I had my final improv class soon after which went really badly. Thankfully I had to meet up with my friend right after the class so I could at least decompress with her and pretend the performance never happened.
Also had Shabushabu for the first time the week after that. And went to the Academy for my first movie there, Suspirira. It BLEW my socks off.
Something that happened later that month which didn't blow my socks off was getting my rejection for the Woodberry Poetry room fellowship at Harvard. It was a really big punch to my gut because I'd been thinking about it every day since I applied for it back in February. Not a day went by when I didn't imagine what it would be like if I got it. It would've changed my life. In my head it was the reward for everything that I went through the past few years. But I didn't have it in the bag. The worst part was, I got the rejection on my way to a pool party I was very reluctant to go to in the first place. I ended up going only because my friend wanted to go and had already drove over from Pasadena. I was shattered the entire party and could barely pull myself together to hold conversations with people.
My friend did treat me to a wrap in the Santa Monica Erewhon right after though (the wrap sucked, what I wanted was Popeyes but they scoffed and took me to Erewhon. I am grateful for the experience though).

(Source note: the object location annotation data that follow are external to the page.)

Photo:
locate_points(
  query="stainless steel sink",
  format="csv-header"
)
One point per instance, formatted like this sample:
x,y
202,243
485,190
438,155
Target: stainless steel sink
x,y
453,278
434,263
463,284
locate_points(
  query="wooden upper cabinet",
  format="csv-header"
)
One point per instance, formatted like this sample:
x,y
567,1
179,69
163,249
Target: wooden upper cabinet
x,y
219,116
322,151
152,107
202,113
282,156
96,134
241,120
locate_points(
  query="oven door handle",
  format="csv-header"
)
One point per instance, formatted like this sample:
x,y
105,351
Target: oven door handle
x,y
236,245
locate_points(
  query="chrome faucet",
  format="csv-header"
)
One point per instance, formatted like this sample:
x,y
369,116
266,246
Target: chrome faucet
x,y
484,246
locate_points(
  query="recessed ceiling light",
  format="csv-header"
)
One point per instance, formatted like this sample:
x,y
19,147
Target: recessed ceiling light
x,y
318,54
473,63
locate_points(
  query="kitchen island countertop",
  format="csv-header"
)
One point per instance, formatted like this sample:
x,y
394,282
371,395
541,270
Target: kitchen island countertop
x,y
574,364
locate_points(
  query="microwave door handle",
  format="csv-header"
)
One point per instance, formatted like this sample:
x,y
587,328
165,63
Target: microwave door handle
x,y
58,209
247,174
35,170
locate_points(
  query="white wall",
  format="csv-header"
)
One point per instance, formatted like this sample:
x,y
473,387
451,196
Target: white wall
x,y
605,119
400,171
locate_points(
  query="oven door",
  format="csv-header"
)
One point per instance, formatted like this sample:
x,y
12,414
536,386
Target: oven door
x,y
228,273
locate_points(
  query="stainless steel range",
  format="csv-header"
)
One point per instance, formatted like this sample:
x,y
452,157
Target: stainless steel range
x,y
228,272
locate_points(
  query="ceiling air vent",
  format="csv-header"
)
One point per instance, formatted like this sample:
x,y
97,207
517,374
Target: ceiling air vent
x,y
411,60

And we went to the duck pond nearby after that which was also nice. I love being around ducks
I am not going to lie. I have kind of been wallowing in the grief of that rejection for the past few weeks. The first week after I just stayed in bed everyday. I didn't want to do anything else. I could barely pull myself together. That was all I wanted. I think I looked really pathetic to everyone around me. Eventually I started trying to volunteer on sets and managed to land a role on this set two weeks ago. It was extremely fun. I had forgotten how much fun being on set was, the entire cast was super sweet and I ended up meeting up with one of them for a mic the week before.
Also. Trader Joe's opened up down my street. Lucky me right? Like at least one thing has happened here in the Valley. Also. One of the days of my improv classes I walked past Chloe Sevigny and Natasha Lyonne in an open air restaurant next to my improv class. They were seated 3 feet away from me.
I did two shows the past week - my first shows since April. It was so nice. My friend watched me at the show in Van Nuys a couple days back and she was thankfully entertained. I was worried she'd be underwhelmed because I'd been asking her to come watch for months and she could never make it cos of her work.
The show yesterday on the other hand was meh, but my friend came out to support me and was super nice to me after. We even grabbed Chai latte after the show which made it feel like the good old times. Only this is a different friend and the chai latte we had sucked. Seriously. I have been having the shakes all day today.